Wakil Ketua Asosiasi Pemerintah Kota Seluruh Indonesia (APEKSI), Bima Arya, mengatakan sejauh ini belum pernah ada sesi pembahasan antara APEKSI dengan DPR RI terkait UU Ciptaker. Sementara, APEKSI memiliki beberapa catatan dan rekomendasi penyesuaian terhadap aturan tersebut terutama soal perizinan dan tata ruang.

“Karena itu, sebaiknya ada ruang untuk memberikan masukan terhadap rumusan Peraturan Pemerintah dari semua pihak yang ketika proses Omnibus Law tidak maksimal dilakukan,” katanya.

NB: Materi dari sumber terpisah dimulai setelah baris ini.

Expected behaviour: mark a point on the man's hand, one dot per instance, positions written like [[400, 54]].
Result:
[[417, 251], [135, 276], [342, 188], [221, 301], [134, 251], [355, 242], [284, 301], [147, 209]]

Wali Kota Bogor itu meminta, rumusan Peraturan Pemerintah nantinya harus lebih jelas untuk mengatur dan memastikan bahwa lingkungan hidup tetap terjaga. Ada sinkronisasi antara rencana desain pembangunan di daerah, dan juga keinginan dari pusat untuk menyelaraskan atau meningkatkan pertumbuhan ekonomi.

“Dari draft yang saya pelajari terkait kewenangan Pemerintah Daerah dalam UU tersebut, ada beberapa nomenklatur yang berubah. Misalnya, kata perizinan hilang dari konsep Omnibus di mana izin disebutkan menjadi kewenangan Pemerintah Pusat. Sehingga akan memiliki implikasi bagi daerah terkait pengendalian, pendapatan daerah atau retribusi,” ungkapnya.

Selain itu, secara kelembagaan, Bima mengatakan akan ada perubahan signifikan terkait keberadaan Dinas Penanaman Modal dan Pelayanan Terpadu Satu Pintu (DPMPTSP). Otomatis dengan Online Single Submission (OSS) sebagaimana amanat di Omnibus Law, maka semua proses izin maupun non-izin, dikeluarkan secara elektronik melalui satu sistem itu dan DPMPTSP bukan lagi sebagai pelayanan tetapi lebih kuat kepada ranah pengawasan.

Bima menambahkan, kewenangan pengawasan di dalam Peraturan Pemerintah (PP) nanti harus dikuatkan lagi. Karena dalam UU tersebut tertulis pengawasan bisa dilakukan oleh Pemerintah Pusat atau oleh Pemerintah Daerah.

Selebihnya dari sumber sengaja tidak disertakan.